Knockemstiff was rightly praised by everyone from The New York Times to Chuck Palahniuk (“more engaging than any new fiction in years”) to literary savant Michael Silverblatt, whose incisive KCRW radio show Bookworm featured an interview with the author.
Born and raised in the actual Knockemstiff (a small, decaying town about an hour east of Cincinnati), Pollock quit high school his junior year (several decades later he would earn a graduate degree in English at Ohio State) to work in a meatpacking plant. It wasn’t long before he moved on to a paper mill in nearby Chillicothe, Ohio, where he worked for nearly 30 years and which was no doubt the inspiration for many of Pollock's dead-end characters and depraved narrative turns — think Harmony Korine's Gummo as described by Raymond Carver.
Now comes Pollock's first full-length novel, the unsurprisingly grim-titled The Devil All the Time, freshly published in hardback this week by Doubleday. I've yet to partake (my copy arrived at the office late last week), but it's already garnering rave reviews, including this blurb from Esquire magazine: “So humid is The Devil All the Time with moral grime that the characters seem always to be gasping for a breath of divine intervention — some through prayer, others through murder and creepy sex.”

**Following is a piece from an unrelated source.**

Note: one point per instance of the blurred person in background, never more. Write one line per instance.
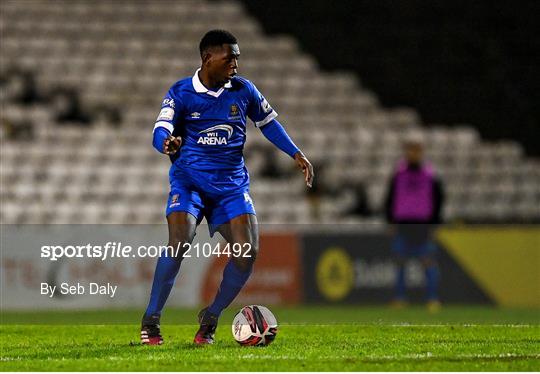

Given the tough, perpetually debauched subject matter of Pollock's stories, it might come as a surprise to know that he's one of the most genial, accommodating author's I've ever encountered. In 2008 I moderated a short-story panel at the Books by the Banks festival called “The Short Story: Dead or Alive (We’d Like to Know)." It featured Pollock, whose Knockemstiff was getting a lot of attention at the time, and Moira Crone, a gifted short-story writer from New Orleans (check out her collection Dream State, among others). (Read my 2008 pre-Books by the Banks feature on Pollock here.)

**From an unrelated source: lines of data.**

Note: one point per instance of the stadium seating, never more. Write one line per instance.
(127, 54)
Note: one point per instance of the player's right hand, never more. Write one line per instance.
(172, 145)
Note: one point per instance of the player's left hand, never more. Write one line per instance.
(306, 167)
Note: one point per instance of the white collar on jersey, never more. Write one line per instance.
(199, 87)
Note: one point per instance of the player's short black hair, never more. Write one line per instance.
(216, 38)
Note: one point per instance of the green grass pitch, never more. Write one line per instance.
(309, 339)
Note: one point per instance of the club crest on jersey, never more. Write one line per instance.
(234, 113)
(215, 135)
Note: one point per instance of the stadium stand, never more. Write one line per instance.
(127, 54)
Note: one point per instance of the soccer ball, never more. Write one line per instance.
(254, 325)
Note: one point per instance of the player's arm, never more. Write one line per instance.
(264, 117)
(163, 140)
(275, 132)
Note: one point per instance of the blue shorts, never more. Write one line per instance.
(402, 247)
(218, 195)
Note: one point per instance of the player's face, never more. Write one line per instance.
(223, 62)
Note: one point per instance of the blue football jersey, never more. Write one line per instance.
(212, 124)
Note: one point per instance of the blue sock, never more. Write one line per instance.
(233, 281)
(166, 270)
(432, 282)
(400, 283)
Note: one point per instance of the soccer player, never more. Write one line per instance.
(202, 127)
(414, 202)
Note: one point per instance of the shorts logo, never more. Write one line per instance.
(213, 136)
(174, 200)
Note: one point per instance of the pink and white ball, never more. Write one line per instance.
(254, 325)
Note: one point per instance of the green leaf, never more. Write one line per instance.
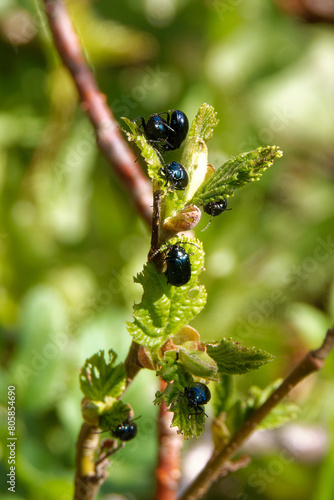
(224, 395)
(185, 418)
(204, 123)
(234, 359)
(114, 416)
(236, 173)
(164, 308)
(147, 151)
(100, 378)
(190, 424)
(198, 363)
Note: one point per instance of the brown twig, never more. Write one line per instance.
(169, 446)
(91, 474)
(109, 138)
(312, 362)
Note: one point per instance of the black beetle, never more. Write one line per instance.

After the panel — during which we decided that the short story wasn't in fact dead, just under-appreciated — I grabbed lunch with Pollock, who proceeded to tell me about his Ohio roots, his encounter with the slightly eccentric Rosenblatt and more about his unconventional route to published author. I told him about my Ohio roots, my odd fascination with Rosenblatt's Bookworm and my slightly unconventional route to published journalist.
Of course, you don't have to take my positive, reassuring opinion of Pollock seriously — stop by Joseph-Beth Booksellers, where the he'll with be talking about The Devil All the Time, tomorrow night (7 p.m. July 14, to be exact) to find out for yourself.